Gem. §§ 16 Abs. 6, 18 Abs. 7 BFA-VG sind für Beschwerdevorverfahren und Beschwerdeverfahren, die §§ 13 Abs. 2 bis 5 und 22 VwGVG nicht anzuwenden.
II.3.3. Prüfungsumfang, Übergangsbestimmungen
Gemäß § 27 VwGVG hat das Verwaltungsgericht, soweit es nicht Rechtswidrigkeit wegen Unzuständigkeit der Behörde gegeben findet, es den angefochtenen Bescheid, die angefochtene Ausübung unmittelbarer verwaltungsbehördlicher Befehls- und Zwangsgewalt und die angefochtene Weisung auf Grund der Beschwerde (§ 9 Abs. 1 Z 3 und 4) oder auf Grund der Erklärung über den Umfang der Anfechtung (§ 9 Abs. 3) zu überprüfen.
Gem. § 75 Abs. 19 AsylG sind alle mit Ablauf des 31. Dezember 2013 beim Asylgerichtshof anhängigen Beschwerdeverfahren ab 1. Jänner 2014 vom Bundesverwaltungsgericht nach Maßgabe des Abs. 20 zu Ende zu führen.
Zu A)
Nichtzuerkennung des Status von Asylberechtigten
II.3.4. Die hier maßgeblichen Bestimmungen des § 3 AsylG lauten:
"§ 3. (1) Einem Fremden, der in Österreich einen Antrag auf internationalen Schutz gestellt hat, ist, soweit dieser Antrag nicht bereits gemäß §§ 4, 4a oder 5 zurückzuweisen ist, der Status des Asylberechtigten zuzuerkennen, wenn glaubhaft ist, dass ihm im Herkunftsstaat Verfolgung im Sinne des Art. 1 Abschnitt A Z 2 Genfer Flüchtlingskonvention droht.
(2) ...
(3) Der Antrag auf internationalen Schutz ist bezüglich der Zuerkennung des Status des Asylberechtigten abzuweisen, wenn
1. dem Fremden eine innerstaatliche Fluchtalternative (§ 11) offen steht oder
2. der Fremde einen Asylausschlussgrund (§ 6) gesetzt hat.
..."
Gegenständliche Anträge waren nicht wegen Drittstaatsicherheit (§ 4 AsylG), des Schutzes in einem EWR-Staat oder der Schweiz (§ 4a AsylG) oder Zuständigkeit eines anderen Staates (§ 5 AsylG) zurückzuweisen. Ebenso liegen bei Berücksichtigung sämtlicher bekannter Tatsachen keine Asylausschlussgründe vor, weshalb der Anträge der bP inhaltlich zu prüfen waren.
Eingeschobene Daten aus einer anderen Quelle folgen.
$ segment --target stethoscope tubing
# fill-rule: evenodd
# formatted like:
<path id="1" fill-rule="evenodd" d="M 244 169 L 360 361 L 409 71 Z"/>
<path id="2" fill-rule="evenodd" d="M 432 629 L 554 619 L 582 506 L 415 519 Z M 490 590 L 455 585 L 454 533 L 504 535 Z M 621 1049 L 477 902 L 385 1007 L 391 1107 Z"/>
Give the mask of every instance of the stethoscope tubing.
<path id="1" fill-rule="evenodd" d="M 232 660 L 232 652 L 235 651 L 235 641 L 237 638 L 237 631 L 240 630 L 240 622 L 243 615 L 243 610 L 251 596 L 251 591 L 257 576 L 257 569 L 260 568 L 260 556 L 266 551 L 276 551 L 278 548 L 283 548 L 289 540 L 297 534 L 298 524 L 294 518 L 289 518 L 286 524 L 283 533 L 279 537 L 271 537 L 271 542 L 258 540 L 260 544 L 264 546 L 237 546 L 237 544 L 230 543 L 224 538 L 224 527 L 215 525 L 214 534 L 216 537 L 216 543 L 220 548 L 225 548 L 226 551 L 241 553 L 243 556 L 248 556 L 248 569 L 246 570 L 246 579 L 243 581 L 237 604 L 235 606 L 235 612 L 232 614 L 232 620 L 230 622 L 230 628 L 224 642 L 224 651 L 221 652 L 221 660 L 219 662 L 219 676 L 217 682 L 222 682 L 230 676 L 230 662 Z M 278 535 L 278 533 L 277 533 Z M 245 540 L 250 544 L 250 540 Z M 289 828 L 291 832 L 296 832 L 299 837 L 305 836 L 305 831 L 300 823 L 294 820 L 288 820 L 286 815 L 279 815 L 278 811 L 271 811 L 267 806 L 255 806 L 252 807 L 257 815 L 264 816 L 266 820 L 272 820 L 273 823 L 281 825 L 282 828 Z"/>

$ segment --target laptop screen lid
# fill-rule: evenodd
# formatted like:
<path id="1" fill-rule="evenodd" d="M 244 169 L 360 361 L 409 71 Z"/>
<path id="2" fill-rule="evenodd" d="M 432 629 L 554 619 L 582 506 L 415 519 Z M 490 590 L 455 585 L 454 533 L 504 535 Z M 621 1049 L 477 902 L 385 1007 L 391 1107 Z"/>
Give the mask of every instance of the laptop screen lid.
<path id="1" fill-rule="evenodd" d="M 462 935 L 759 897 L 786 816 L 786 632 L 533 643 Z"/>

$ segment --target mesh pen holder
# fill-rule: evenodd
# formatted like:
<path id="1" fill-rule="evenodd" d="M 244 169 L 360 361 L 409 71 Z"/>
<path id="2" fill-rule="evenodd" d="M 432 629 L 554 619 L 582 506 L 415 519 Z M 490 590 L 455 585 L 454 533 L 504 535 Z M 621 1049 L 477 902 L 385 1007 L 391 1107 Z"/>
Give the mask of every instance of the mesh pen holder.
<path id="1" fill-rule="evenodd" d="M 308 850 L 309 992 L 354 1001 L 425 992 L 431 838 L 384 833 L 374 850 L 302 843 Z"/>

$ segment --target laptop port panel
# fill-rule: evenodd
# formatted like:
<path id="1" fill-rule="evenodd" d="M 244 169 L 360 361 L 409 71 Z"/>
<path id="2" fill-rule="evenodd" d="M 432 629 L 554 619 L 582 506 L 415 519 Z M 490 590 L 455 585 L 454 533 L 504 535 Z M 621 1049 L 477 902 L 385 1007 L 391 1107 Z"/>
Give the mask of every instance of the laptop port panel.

Flüchtling im Sinne von Art. 1 Abschnitt A Z 2 der GFK ist, wer aus wohlbegründeter Furcht, aus Gründen der Rasse, Religion, Nationalität, Zugehörigkeit zu einer bestimmten sozialen Gruppe oder wegen seiner politischen Gesinnung verfolgt zu werden, sich außerhalb seines Heimatlandes befindet und nicht in der Lage oder im Hinblick auf diese Furcht nicht gewillt ist, sich des Schutzes dieses Landes zu bedienen.
Eine Furcht kann nur dann wohlbegründet sein, wenn sie im Licht der speziellen Situation des Asylwerbers unter Berücksichtigung der Verhältnisse im Verfolgerstaat objektiv nachvollziehbar ist. Es kommt nicht darauf an, ob sich eine bestimmte Person in einer konkreten Situation tatsächlich fürchtet, sondern ob sich eine mit Vernunft begabte Person in dieser Situation aus Konventionsgründen fürchten würde (VwGH 9.5.1996, Zl.95/20/0380).
Unter Verfolgung ist ein ungerechtfertigter Eingriff von erheblicher Intensität in die vom Staat zu schützende persönliche Sphäre des Einzelnen zu verstehen. Erhebliche Intensität liegt vor, wenn der Eingriff geeignet ist, die Unzumutbarkeit der Inanspruchnahme des Schutzes des Heimatstaates zu begründen. Die Verfolgungsgefahr steht mit der wohlbegründeten Furcht in engstem Zusammenhang und ist Bezugspunkt der wohlbegründeten Furcht. Eine Verfolgungsgefahr ist dann anzunehmen, wenn eine Verfolgung mit einer maßgeblichen Wahrscheinlichkeit droht, die entfernte Möglichkeit einer Verfolgung genügt nicht (z.B. VwGH vom 19.12.1995, Zl. 94/20/0858, VwGH vom 14.10.1998. Zl. 98/01/0262).Die Verfolgungsgefahr muss nicht nur aktuell sein, sie muss auch im Zeitpunkt der Bescheiderlassung vorliegen (VwGH 05.06.1996, Zl. 95/20/0194)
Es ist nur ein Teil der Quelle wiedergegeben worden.